CA will not start... What do you mean, cannot download CRL...Frank Breedijk
- I installed my Issuing CA and generated the certificate request
- I issued the request to my Root CA and generated the Issuing CA certificate
- I tried to install the Issuing CA certificate and got the following error:
Cannot verify certificate chain. Do you whish to ignore the error and continue? The revocation function was unable to check revocation because the revocation server was offline. 0x80092013 (-2168885613)
My first reaction was to call one of the network guest and notify him that I needed http access to the Issuing CA to the CDP location. But whil on the phone, I decided to try and to my surprise I was actually able to manually pull down the crl. Intregued, I decided to check a few things:
- I could download the CRL from both CDP locations with Internet Exporer
- I could open the downloaded CRLs
- I could telnet to port 80 of the both webservers
- I could telnet to port 80 manually issue the GET /crl/CRLname.crl HTTP/1.0 command and get data back
PKI view shows "Unable To Download" for both CDP locations
This did sent me on a wild goose chase:
- Microsoft own documentation, clearly blames it on unavailability of the CDP location, something I, by now, had triple checked four times and refused to believe
- This "Network Builders" forum and many others, simply suggest to turn off revocation checking, but that is clearly not a worthy solution either.

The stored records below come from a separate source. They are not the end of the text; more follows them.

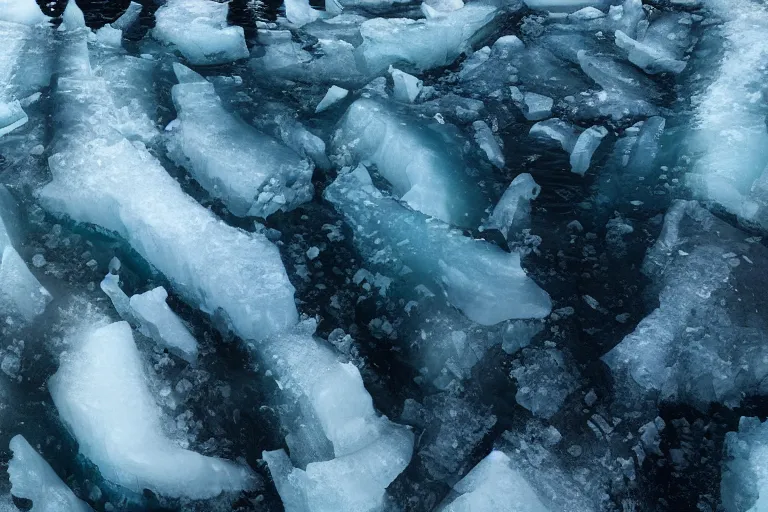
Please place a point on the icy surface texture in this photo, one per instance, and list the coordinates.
(102, 179)
(493, 486)
(21, 294)
(485, 283)
(251, 172)
(419, 162)
(707, 326)
(729, 139)
(423, 44)
(368, 451)
(101, 394)
(198, 28)
(744, 485)
(33, 479)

- Apparently there is also an issue with serving delta CRLs threw IIS because the + sign at the end of the basename of a delta CRL file leads to so called "double escaping". I could rule this out by looking at the IIS logs.

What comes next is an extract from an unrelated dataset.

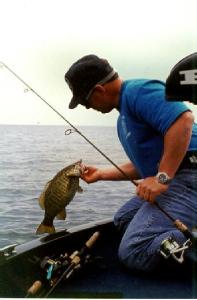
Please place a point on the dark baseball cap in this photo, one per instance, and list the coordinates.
(181, 84)
(84, 74)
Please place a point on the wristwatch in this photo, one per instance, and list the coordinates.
(163, 178)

- In the end this technet forum post, about OCSP reponders Brian Komar points out:
But, as stated, I would use certutil to get the "best" answer on how is my configuration. Certutil -verify -urlfetch "certfile.cer" will check *every* CDP and AIA URL (including OCSP) and tell you how they are all doing *at that specific instance in time" since it goes to the URLs immediately. Brian
I exported the Issuing CA certificate from the certificate database of the Root CA and ran the command against is and this is what I found
E:\>certutil -verify -urlfetch <certfile>.cer Issuer: CN=Root CA Subject: CN=Issuing CA Cert Serial Number: 115d5f6400020000000b <snip> ---------------- Certificate AIA ---------------- Verified "Certificate (0)" Time: 0 [0.0] http://IIS1.domain1local/crl/Root-CA.crt Verified "Certificate (0)" Time: 0 [1.0] http://IIS2.domain1.local/crl/Root-CA.crt ---------------- Certificate CDP ---------------- Wrong Issuer "Base CRL (13)" Time: 0 [0.0] http://IIS1.domain1.local/crl/Root-CA.crl Wrong Issuer "Base CRL (13)" Time: 0 [1.0] http://IIS2.domain1.local/crl/Root-CA.crl <snip> E:\>
So while PKI view and the other error messages I was getting all pointed to the most common cause, it actually turned out that the CRl did get downloaded, but was not cryptographically relevant to what the system believes is the Root CA certificate. Root causeInspection of the CRLs generated and the Root certificates installed showed what had caused the problem. In order to test the CDP extensions I had reissued the Root CA certificate, causing the Root CA to have three active certificates. Each with a
This CA has three CA certificates
When validating the Issuing CA certificate, validation would end at the last certificate issued, however the CA still signs its CRLs with the key pair of the first certificate. I guess for me there is nothing left but to reinstall the entire chain.